Sie erwarten ein Kind und möchten Ihren Krankenversicherungsschutz rechtzeitig anpassen? So stimmen Sie Grundfranchise und Zusatzversicherung vor der Geburt ab und nutzen die Mutterschaftsleistungen ohne Kostenbeteiligung.

Von Équipe JA Technology · Veröffentlicht am 27. Juni 2026 · 5 Min. Lesezeit

Krankenkasse vor der Geburt anpassen oder kündigen
Situationen — Krankenkasse vor der Geburt anpassen oder kündigen© Mennonite Church USA Archives · No restrictions

Warum den Versicherungsschutz während der Schwangerschaft überdenken

Ein Kind verändert die Inanspruchnahme medizinischer Leistungen grundlegend. Vorsorgeuntersuchungen, Ultraschall, Geburtsvorbereitung und Entbindung erzeugen Leistungen der obligatorischen Krankenpflegeversicherung (KVG). Vorausplanen bedeutet zu prüfen, ob die gewählte Franchise noch zu diesen absehbaren Kosten passt, statt eine Wahl beizubehalten, die vor Jahren in einer anderen Lebenssituation getroffen wurde.
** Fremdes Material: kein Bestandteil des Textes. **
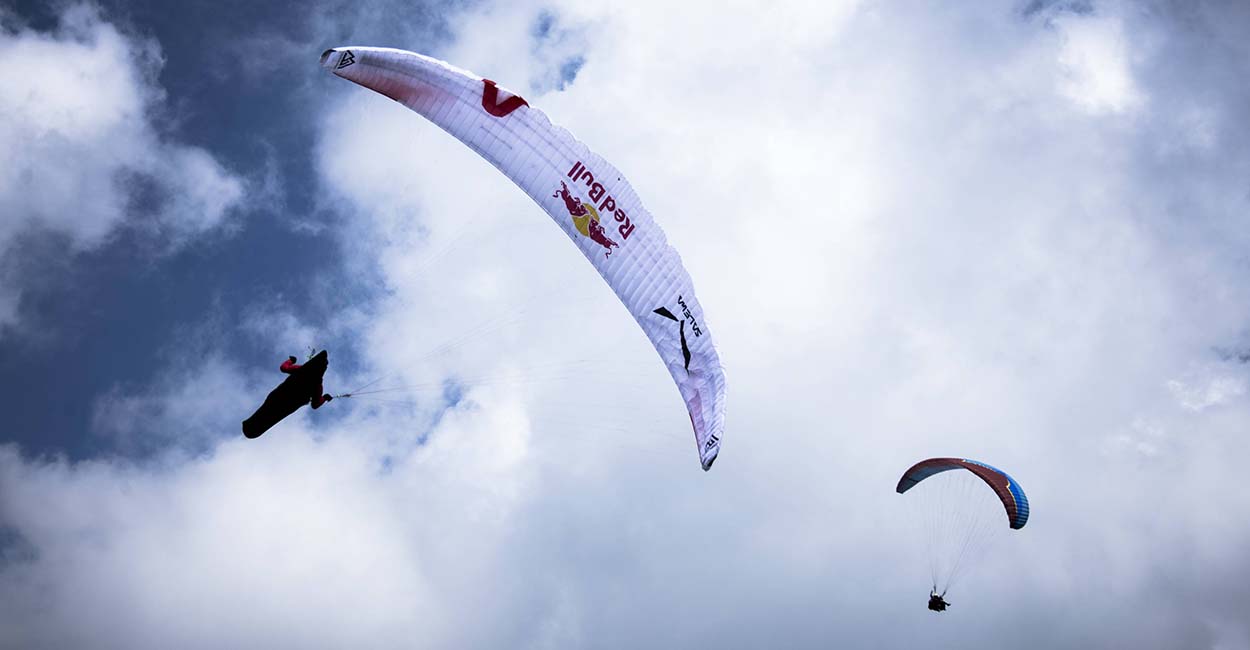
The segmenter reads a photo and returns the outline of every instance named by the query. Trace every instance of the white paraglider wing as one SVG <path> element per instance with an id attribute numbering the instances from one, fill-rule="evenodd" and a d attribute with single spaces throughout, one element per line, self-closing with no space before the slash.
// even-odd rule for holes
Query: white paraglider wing
<path id="1" fill-rule="evenodd" d="M 686 402 L 703 469 L 711 468 L 725 423 L 724 371 L 690 275 L 625 177 L 520 96 L 446 62 L 339 47 L 321 65 L 420 113 L 542 206 L 659 352 Z"/>

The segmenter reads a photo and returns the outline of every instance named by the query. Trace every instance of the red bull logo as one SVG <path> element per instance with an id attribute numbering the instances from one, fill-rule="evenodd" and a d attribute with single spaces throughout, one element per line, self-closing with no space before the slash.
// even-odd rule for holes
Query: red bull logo
<path id="1" fill-rule="evenodd" d="M 580 197 L 570 192 L 569 186 L 564 181 L 560 181 L 560 189 L 551 196 L 558 196 L 564 200 L 564 208 L 569 211 L 569 217 L 573 219 L 573 227 L 577 228 L 577 232 L 583 237 L 590 238 L 591 241 L 607 250 L 603 254 L 604 257 L 611 257 L 612 249 L 620 248 L 620 244 L 608 238 L 603 224 L 599 223 L 599 211 L 595 209 L 595 206 L 583 202 Z"/>
<path id="2" fill-rule="evenodd" d="M 590 222 L 592 222 L 594 226 L 587 224 L 586 230 L 582 230 L 579 227 L 578 232 L 594 239 L 595 235 L 591 235 L 589 233 L 599 231 L 599 238 L 603 241 L 612 241 L 602 232 L 604 230 L 603 224 L 606 221 L 606 218 L 612 217 L 612 221 L 616 222 L 616 234 L 621 236 L 622 243 L 628 240 L 630 235 L 634 234 L 634 223 L 630 220 L 629 214 L 626 213 L 625 208 L 616 204 L 616 197 L 612 196 L 612 191 L 607 185 L 595 180 L 594 172 L 590 171 L 590 169 L 586 167 L 586 163 L 583 163 L 580 160 L 577 161 L 573 165 L 573 168 L 569 170 L 567 176 L 574 189 L 577 188 L 579 183 L 585 186 L 586 195 L 590 198 L 590 202 L 582 203 L 579 198 L 577 203 L 584 206 L 589 214 L 594 215 L 593 218 L 590 219 Z M 617 177 L 616 180 L 620 181 L 621 179 L 620 177 Z M 566 187 L 563 181 L 561 181 L 561 187 Z M 570 194 L 572 193 L 570 192 Z M 556 195 L 558 196 L 559 192 L 557 192 Z M 569 199 L 565 199 L 564 203 L 565 206 L 569 208 L 569 214 L 573 214 L 575 208 L 573 208 L 572 204 L 569 203 Z M 599 219 L 599 215 L 603 215 L 605 221 L 601 221 Z M 576 219 L 582 215 L 573 216 L 574 219 Z M 611 227 L 610 223 L 608 227 Z M 608 244 L 604 244 L 603 241 L 600 241 L 599 239 L 595 239 L 595 241 L 598 242 L 600 246 L 604 246 L 605 248 L 609 247 Z M 612 246 L 615 245 L 616 244 L 612 244 Z"/>

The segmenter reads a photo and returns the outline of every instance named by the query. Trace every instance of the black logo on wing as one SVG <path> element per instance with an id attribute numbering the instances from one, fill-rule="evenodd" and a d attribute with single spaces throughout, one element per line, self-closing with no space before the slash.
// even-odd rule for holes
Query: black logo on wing
<path id="1" fill-rule="evenodd" d="M 343 50 L 343 56 L 339 57 L 339 64 L 334 66 L 335 70 L 342 70 L 347 66 L 356 62 L 356 57 L 352 55 L 351 50 Z"/>
<path id="2" fill-rule="evenodd" d="M 655 313 L 673 321 L 680 323 L 678 333 L 681 334 L 681 356 L 686 360 L 686 372 L 690 372 L 690 347 L 686 345 L 686 321 L 673 315 L 667 307 L 660 307 Z"/>

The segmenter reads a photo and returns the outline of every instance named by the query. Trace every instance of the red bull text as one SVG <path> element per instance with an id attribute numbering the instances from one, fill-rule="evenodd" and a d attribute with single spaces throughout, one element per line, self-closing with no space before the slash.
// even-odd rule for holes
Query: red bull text
<path id="1" fill-rule="evenodd" d="M 569 170 L 568 177 L 572 179 L 574 185 L 577 183 L 586 185 L 586 193 L 590 196 L 590 202 L 598 208 L 600 213 L 612 215 L 612 219 L 619 224 L 616 232 L 620 233 L 622 241 L 634 234 L 634 224 L 630 222 L 629 215 L 625 213 L 625 210 L 617 207 L 616 199 L 608 193 L 608 188 L 602 183 L 595 182 L 595 175 L 586 168 L 585 163 L 577 161 Z"/>

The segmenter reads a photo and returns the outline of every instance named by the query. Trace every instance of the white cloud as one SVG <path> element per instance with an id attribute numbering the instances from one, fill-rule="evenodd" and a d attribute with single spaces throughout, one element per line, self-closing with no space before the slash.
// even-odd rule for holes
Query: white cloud
<path id="1" fill-rule="evenodd" d="M 1063 39 L 1059 62 L 1065 95 L 1092 113 L 1123 113 L 1141 104 L 1129 60 L 1132 50 L 1118 16 L 1066 16 L 1056 27 Z"/>
<path id="2" fill-rule="evenodd" d="M 1236 647 L 1250 403 L 1237 366 L 1186 373 L 1250 317 L 1247 198 L 1188 172 L 1246 154 L 1210 148 L 1239 128 L 1218 88 L 1188 113 L 1207 145 L 1154 146 L 1190 118 L 1153 112 L 1178 90 L 1139 66 L 1222 59 L 1117 7 L 557 6 L 586 63 L 527 99 L 629 175 L 696 280 L 730 382 L 707 474 L 546 217 L 327 77 L 325 189 L 355 215 L 349 264 L 388 288 L 363 361 L 434 392 L 191 461 L 5 452 L 3 641 Z M 541 11 L 471 10 L 435 54 L 547 80 Z M 476 386 L 444 400 L 457 378 Z M 940 621 L 892 490 L 936 455 L 1007 469 L 1033 505 Z"/>
<path id="3" fill-rule="evenodd" d="M 287 422 L 173 467 L 0 450 L 0 512 L 35 552 L 0 568 L 0 645 L 398 647 L 475 634 L 470 603 L 449 603 L 444 585 L 489 576 L 525 499 L 523 459 L 487 452 L 523 435 L 514 410 L 457 411 L 440 444 L 385 472 L 361 444 L 384 435 L 369 418 L 326 443 Z"/>
<path id="4" fill-rule="evenodd" d="M 1172 391 L 1182 407 L 1190 411 L 1205 411 L 1235 402 L 1246 394 L 1246 380 L 1238 374 L 1232 374 L 1236 370 L 1240 368 L 1229 368 L 1227 364 L 1222 367 L 1208 364 L 1186 373 L 1185 377 L 1169 379 L 1168 390 Z"/>
<path id="5" fill-rule="evenodd" d="M 163 63 L 90 4 L 72 4 L 53 31 L 0 15 L 0 253 L 27 230 L 63 235 L 67 253 L 105 243 L 122 226 L 166 246 L 228 223 L 244 183 L 211 154 L 163 136 L 156 123 Z M 21 287 L 0 284 L 16 305 Z M 15 322 L 16 307 L 0 312 Z"/>
<path id="6" fill-rule="evenodd" d="M 256 396 L 271 387 L 256 379 L 215 355 L 187 355 L 148 387 L 117 385 L 96 398 L 92 429 L 123 449 L 202 448 L 259 406 Z"/>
Die Schwangerschaft ist eines der wenigen Ereignisse, bei denen der Behandlungsbedarf weitgehend im Voraus absehbar ist. Diese Planbarkeit erlaubt eine ruhige Abwägung zwischen tiefer und hoher Franchise sowie die Prüfung einer VVG-Zusatzversicherung. Ziel ist nicht, Verträge zu häufen, sondern jede Deckung auf eine konkrete Realität abzustimmen: neun Monate Begleitung und anschliessend die Geburt.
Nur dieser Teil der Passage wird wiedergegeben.